We assessed feasibility through cost accounting and evaluating the logistics of conducting the OSCE. Costs related to the training and use of SPs, the cost of using the OSCE testing site, the time spent on grading the stations, and the time spent on providing feedback to the students were included in the cost analysis. The time spent on creating the OSCE for the study was also determined.
Fellows and faculty preceptors completed a survey at the end of the OSCE to determine the acceptability of the OSCE to assess SBP and PBLI competencies. The survey contained closed- and open-ended questions and elicited the perceptions of the fellows and faculty about the usefulness of the OSCE, its enhancement of learning, and its ability to accurately assess levels of SBP and PBLI skills on a five-point Likert scale (one = strongly agree, five = strongly disagree).
Two preventive medicine and seven endocrinology fellows, four men and five women, participated in all eight OSCE stations. Study participants included four first-year and five second-year fellows. All but one fellow completed the survey conducted at the end of the OSCE. Table 2 shows that most fellows did well on the OSCE. The validity evidence for the OSCE is described below.
The team of institutional experts concluded that the content of the stations matched the curriculum blueprint, emphasized significant curriculum concepts, and allowed demonstration of skills in the appropriate context. The majority of fellows who participated in the OSCE survey (6/8; 75%) agreed that the instructions for all the stations were clear.
A statistician reviewed a random sample of 10% of the paper forms to ensure that data entry was accurate. The OSCE committee ensured the response process by using the standard quality assurance process at the simulation center. One fellow expressed that (s)he would have liked a more detailed orientation to the OSCE because (s)he had never participated in one before.
The interrater reliability of the global competency and checklist scores from the three faculty raters for five of the eight stations (evidence-based medicine, quality measurement, root cause analysis, Nolan’s model, and insurance systems) varied from 0.85 to 1. Two scores had intraclass correlations less than 0.61—the prescription error global competency score (ICC = 0), and the negotiation checklist score (ICC = 0.53). Because the team collaboration station assessed the performance of the team, not individual fellows, we were unable to calculate a variability estimate within faculty, and, hence, we were unable to perform tests of intraclass correlation for this station. The mean faculty-assigned checklist score was 17.67 (95% CI: 5.16–26). There was no significant difference between the faculty and SP interpersonal skills scores in the negotiation OSCE (P = .58) or in the prescription error case (P = .16).
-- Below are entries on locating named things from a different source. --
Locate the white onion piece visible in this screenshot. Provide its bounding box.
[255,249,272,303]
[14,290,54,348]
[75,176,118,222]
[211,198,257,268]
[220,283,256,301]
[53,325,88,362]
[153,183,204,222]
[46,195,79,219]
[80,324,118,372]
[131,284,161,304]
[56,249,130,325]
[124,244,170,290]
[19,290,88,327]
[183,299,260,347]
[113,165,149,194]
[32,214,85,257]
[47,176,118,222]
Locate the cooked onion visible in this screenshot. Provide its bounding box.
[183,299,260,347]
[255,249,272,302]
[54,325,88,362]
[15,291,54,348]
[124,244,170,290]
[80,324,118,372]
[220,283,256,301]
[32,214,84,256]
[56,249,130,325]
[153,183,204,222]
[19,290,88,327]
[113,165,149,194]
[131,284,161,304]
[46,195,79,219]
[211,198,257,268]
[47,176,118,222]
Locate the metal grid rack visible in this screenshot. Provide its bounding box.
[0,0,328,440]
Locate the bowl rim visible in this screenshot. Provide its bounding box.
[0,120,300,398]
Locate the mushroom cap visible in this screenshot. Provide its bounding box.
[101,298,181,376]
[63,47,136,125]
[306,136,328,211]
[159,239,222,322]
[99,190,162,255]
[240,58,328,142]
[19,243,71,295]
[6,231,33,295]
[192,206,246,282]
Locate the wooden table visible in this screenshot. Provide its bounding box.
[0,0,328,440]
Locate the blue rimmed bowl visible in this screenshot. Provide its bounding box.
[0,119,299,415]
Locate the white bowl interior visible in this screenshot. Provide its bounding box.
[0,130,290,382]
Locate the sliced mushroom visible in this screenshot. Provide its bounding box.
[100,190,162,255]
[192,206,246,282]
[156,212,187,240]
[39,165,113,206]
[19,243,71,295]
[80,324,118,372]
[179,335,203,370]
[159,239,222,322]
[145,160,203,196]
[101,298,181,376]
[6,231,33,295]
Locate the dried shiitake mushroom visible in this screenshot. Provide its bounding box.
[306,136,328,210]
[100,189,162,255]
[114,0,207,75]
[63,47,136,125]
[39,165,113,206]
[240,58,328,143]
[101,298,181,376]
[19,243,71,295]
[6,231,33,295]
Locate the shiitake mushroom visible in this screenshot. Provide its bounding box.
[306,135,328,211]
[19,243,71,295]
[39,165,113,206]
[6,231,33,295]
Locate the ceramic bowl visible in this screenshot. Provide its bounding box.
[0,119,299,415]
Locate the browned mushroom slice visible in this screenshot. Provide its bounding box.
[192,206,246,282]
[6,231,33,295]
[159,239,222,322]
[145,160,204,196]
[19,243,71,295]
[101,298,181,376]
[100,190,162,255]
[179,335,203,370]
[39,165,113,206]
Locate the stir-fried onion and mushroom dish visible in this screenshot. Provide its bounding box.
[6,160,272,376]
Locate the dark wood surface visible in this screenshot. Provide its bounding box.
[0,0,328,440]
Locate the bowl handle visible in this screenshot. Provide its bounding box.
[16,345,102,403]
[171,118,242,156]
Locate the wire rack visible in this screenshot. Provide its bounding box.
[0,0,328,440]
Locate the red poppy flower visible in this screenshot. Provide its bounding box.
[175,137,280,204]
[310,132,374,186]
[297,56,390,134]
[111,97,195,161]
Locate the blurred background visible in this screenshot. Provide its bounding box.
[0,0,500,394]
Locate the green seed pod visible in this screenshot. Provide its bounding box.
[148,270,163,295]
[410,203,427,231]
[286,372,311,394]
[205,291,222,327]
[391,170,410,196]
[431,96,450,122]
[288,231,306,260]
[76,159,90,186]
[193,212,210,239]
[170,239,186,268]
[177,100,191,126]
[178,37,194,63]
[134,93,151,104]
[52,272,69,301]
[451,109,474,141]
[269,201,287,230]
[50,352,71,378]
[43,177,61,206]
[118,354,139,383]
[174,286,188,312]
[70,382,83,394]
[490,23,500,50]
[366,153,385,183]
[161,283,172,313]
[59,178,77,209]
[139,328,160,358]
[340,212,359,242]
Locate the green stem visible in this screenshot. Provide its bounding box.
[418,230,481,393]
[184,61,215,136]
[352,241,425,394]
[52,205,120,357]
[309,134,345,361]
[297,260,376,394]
The mean interstation correlation was 0.13 (range = −0.62 to 0.99). The generalizability coefficient for the OSCE was G = 0.34. Sixty-one cases would be needed to reach a generalizability of 0.8. Internal consistency reliability of the station rating scales varied from 0.32 to 0.83; the majority of the stations had a Cronbach alpha of more than 0.61, except for the evidence-based medicine station (0.44) and the quality-measurement station (0.32).
Relationship to other variables
The correlation between the total OSCE checklist score and the final QIKAT scores was not statistically significant (r = 0.19; P = .63). There was a nonsignificant negative correlation between the total checklist OSCE score and the end-of-rotation faculty SBP–PBLI score (r = −0.61; P = .08). All fellows received a score between seven and nine on the end-of-rotation, faculty-rated, nine-point scale.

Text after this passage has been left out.